In terms of $d_i$ terms, then, we find each $c_ie_i = x - c_id_i + 7k$ .

Then $E= 2e_1 +3e_2 +1e_3 -2e_4 -3e_5 -e_6 +2e_7 +3e_8 +e_9$ mod 7 can be expressed $E= (x-2d_1)+(x-3d_2)+(x-d_3)+...+(x-d_9) = (9x)-D$ mod 7 = (9x)- x = 8x = x mod 7. (Note that the 7s, which do not change the mod value, have been eliminated.)

Each number in F must make the modified E equal 0 mod 7, so for each $e_i$ , $f_i = \frac{x+7k_2}{c_i} -e_i = \frac{x+7k_2}{c_i} - (\frac{x+7k_1}{c_i} -d_i)$ .

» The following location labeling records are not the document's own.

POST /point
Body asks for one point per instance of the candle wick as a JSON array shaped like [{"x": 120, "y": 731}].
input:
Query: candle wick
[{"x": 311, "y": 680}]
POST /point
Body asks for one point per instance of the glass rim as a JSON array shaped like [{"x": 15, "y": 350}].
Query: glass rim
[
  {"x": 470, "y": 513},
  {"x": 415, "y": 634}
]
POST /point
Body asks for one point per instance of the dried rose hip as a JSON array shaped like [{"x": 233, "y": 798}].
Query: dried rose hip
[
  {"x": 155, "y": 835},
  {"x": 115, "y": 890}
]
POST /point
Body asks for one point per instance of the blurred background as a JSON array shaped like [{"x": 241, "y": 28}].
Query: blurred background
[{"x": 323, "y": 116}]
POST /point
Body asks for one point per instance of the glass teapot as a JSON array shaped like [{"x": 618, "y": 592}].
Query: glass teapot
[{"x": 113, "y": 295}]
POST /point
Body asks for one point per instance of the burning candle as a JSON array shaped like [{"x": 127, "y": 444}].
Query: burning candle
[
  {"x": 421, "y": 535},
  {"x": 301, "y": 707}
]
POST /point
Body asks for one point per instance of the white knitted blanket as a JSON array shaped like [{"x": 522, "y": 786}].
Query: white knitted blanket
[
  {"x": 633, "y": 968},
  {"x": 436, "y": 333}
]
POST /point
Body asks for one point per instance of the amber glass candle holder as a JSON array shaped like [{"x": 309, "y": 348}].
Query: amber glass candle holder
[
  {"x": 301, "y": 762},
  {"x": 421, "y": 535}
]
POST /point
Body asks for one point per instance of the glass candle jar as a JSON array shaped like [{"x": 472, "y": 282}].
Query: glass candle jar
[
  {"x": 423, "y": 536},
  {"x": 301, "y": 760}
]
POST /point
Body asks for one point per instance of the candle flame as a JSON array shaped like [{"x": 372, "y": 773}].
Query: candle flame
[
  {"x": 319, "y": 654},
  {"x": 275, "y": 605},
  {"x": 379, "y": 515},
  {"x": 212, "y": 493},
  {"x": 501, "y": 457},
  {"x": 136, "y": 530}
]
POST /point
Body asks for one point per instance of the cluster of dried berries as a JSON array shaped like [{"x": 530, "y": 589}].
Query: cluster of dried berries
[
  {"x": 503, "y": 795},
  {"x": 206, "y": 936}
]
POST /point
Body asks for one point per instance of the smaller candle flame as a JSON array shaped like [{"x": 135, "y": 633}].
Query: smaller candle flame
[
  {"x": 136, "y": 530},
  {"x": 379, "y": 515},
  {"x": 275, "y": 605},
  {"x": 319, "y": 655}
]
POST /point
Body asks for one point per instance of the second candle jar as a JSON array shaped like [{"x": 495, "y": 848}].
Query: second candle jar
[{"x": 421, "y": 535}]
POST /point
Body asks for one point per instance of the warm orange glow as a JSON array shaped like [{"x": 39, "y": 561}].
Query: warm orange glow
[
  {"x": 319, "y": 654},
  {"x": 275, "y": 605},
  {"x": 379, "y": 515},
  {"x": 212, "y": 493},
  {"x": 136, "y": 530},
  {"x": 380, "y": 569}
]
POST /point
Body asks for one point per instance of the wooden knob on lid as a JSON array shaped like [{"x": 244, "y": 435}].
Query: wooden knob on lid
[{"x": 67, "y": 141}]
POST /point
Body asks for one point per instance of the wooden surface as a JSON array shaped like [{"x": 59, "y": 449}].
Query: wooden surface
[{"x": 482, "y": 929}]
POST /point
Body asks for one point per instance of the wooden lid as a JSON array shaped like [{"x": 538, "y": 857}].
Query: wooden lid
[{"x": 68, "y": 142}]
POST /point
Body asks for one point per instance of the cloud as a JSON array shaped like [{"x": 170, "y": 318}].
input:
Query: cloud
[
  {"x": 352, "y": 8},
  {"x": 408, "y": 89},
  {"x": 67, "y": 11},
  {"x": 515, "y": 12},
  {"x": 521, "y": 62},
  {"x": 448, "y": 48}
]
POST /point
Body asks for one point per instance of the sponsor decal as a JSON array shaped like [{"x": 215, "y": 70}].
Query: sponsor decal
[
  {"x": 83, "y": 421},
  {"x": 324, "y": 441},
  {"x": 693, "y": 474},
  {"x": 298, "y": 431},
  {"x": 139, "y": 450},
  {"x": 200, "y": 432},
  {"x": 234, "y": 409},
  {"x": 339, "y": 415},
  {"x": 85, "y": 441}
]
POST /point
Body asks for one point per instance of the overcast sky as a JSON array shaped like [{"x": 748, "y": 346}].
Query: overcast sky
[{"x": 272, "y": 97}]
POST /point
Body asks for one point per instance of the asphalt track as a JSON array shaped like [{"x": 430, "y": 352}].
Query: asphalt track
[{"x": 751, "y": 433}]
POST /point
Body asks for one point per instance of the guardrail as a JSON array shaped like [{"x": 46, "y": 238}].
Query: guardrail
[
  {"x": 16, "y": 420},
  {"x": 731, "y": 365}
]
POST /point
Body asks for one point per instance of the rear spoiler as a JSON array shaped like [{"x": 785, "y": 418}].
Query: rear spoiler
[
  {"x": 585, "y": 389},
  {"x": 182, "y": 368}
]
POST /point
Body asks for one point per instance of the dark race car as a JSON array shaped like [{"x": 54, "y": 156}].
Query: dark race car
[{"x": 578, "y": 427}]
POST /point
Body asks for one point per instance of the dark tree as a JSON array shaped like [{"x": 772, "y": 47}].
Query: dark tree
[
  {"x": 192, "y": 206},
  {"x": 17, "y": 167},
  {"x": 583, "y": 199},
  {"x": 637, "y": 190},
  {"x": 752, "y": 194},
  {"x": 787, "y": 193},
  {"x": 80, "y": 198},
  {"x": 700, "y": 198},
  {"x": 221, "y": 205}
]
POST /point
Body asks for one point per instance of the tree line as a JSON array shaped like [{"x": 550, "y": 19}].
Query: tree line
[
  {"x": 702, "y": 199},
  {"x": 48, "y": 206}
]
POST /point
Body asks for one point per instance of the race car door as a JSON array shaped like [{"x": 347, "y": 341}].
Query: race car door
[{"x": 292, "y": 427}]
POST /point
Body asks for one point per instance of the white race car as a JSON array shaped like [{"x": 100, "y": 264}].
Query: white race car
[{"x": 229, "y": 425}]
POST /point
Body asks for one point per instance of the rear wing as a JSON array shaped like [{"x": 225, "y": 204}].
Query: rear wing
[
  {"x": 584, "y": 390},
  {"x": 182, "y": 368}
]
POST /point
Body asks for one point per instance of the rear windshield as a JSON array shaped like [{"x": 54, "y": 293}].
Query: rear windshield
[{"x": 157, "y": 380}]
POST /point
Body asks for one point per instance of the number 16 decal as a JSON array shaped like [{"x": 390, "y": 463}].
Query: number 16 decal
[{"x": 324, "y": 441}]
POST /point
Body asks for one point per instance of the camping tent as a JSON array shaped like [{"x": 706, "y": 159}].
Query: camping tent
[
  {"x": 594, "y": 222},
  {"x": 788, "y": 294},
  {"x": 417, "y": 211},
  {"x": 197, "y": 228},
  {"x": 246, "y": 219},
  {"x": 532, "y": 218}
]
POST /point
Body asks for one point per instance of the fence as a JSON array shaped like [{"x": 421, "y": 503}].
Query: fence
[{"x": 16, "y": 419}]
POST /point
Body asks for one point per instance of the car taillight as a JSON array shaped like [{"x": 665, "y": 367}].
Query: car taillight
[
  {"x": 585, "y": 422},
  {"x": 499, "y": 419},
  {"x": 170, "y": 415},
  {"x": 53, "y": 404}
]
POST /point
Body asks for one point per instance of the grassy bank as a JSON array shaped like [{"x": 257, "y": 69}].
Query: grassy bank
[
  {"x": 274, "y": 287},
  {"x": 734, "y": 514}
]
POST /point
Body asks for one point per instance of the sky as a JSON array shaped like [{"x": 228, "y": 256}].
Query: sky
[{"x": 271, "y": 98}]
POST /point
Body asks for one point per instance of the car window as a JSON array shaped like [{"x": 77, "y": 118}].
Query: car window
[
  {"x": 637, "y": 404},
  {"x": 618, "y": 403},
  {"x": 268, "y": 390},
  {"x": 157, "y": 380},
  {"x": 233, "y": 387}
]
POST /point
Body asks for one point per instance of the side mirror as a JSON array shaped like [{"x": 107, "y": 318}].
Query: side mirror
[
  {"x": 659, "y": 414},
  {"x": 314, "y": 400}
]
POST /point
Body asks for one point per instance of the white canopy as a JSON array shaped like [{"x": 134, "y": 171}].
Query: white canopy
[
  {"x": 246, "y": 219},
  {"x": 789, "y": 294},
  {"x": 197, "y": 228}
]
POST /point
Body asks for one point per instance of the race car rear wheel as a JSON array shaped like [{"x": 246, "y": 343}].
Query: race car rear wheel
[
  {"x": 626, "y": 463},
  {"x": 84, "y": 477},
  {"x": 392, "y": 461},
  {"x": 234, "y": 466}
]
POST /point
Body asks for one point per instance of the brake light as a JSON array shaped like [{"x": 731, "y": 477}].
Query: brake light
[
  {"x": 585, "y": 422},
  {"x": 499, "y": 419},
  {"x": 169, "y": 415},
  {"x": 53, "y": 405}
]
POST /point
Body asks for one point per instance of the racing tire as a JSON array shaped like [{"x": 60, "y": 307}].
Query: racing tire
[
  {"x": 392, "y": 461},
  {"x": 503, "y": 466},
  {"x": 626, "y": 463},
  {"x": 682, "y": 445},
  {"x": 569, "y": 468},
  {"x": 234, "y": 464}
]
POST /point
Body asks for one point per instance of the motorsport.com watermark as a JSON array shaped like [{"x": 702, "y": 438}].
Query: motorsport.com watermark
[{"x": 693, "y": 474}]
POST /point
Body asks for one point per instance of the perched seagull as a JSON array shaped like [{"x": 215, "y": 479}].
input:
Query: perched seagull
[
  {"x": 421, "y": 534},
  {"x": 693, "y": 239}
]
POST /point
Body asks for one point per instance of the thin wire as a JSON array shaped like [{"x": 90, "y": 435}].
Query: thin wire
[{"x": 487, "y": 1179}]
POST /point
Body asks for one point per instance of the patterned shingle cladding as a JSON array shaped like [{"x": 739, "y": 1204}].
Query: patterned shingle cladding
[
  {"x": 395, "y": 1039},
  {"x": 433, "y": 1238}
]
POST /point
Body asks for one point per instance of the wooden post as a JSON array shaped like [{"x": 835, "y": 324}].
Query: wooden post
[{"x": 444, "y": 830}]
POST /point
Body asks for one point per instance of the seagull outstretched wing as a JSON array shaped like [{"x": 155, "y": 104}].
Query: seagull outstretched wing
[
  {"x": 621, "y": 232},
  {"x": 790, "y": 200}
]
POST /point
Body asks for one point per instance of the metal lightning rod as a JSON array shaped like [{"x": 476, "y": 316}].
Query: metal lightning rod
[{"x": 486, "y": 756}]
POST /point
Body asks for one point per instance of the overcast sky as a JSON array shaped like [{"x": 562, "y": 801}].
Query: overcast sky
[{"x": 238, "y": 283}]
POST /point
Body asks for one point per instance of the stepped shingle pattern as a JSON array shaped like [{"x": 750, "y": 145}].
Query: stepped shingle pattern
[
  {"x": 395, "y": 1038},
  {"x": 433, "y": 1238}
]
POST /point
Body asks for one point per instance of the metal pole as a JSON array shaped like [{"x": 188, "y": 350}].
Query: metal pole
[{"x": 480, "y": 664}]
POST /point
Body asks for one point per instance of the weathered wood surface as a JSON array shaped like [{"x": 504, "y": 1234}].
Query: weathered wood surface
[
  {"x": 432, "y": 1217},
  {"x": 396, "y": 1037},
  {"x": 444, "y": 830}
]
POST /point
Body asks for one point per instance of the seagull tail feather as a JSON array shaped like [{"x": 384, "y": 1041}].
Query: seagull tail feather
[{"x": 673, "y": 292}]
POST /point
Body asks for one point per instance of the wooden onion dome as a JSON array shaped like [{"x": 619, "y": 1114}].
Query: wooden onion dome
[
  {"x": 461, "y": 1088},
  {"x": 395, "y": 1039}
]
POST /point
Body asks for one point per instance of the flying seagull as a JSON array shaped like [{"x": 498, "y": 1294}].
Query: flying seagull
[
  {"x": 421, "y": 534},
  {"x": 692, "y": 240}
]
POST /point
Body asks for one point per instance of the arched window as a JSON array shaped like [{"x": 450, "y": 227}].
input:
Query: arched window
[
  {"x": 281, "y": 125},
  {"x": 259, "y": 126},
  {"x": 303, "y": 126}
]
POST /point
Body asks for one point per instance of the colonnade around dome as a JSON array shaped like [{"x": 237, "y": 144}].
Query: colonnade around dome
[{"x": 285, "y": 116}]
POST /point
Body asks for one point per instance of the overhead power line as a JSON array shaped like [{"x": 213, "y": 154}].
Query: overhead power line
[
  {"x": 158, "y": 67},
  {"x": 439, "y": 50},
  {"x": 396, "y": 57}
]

By design and selection of k, all $(f_i)$ are integers, and $d_i - f_i$ is always an integer because it is the difference of two integers.

$d_i - f_i = \frac{7k_2-7k_1}{c_i}$

$c_i$ is a member of the set {1, 2, 3}. Since no $c_i$ divides 7, 7 may be factored and $7\frac{k_2-k_1}{c_i} = d_i - f_i$ is the product of two integers.